Evet, ailenin, özel mülkiyetin, devletin, siyasetin ve toplumsallığın kökeniyle ilgili konular ve sorunlar yerinde durmuyor. Sömürünün araç, yöntem ve ilişkileri de sürekli değişiyor ama sınıflı toplum sürdükçe sömürü sürüyor ve azgınlaşıyor. 

Çeşit çeşit bağımlılıktan bireysel iyileşmeler yoluyla kurtulmak ne kadar olanaklı olursa olsun kapitalizmin bağımlılıklar zincirinden kurtulmak olanaklı olmuyor. 

En iflah olmaz bağımlı kapitalizmin kendisi zaten. Paraya, silaha, savaşa, darbeye, dine bağımlı; hırsızlığa, talana, cinayetlere, taciz ve tecavüzlere bağımlı; özel mülkiyete, emek gücüne ve her türlü sömürüye bağımlı.     

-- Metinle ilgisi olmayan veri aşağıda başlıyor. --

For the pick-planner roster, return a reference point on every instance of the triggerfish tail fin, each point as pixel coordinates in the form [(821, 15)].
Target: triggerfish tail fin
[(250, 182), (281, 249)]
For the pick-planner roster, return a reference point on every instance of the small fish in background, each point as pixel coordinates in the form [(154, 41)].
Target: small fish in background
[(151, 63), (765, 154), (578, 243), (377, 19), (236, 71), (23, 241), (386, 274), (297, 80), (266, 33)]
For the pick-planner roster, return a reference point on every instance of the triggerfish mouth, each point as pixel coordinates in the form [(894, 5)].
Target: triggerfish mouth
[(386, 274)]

Kapitalizm sömürü düzenindeki kararlılığından daha kararlı olunacak mücadele, işçi sınıfının “Biz Hazırız” dediği örgütlü mücadelesi. Bu mücadele zafere ulaştığında, işte o zaman doğa ve emekçi insanın ürettikleri bağımlılık ve sömürü aracı olmaktan çıkacak. Sıkıştığında emekçinin haklarını gasp eden, kamusal kaynakları talan eden, kan akıtmaktan kaçınmayan, OHAL’lere ve 12 Eylül türü darbe bağımlılığına ihtiyaç duyan sermaye sınıfı da yıkılıp gidecek.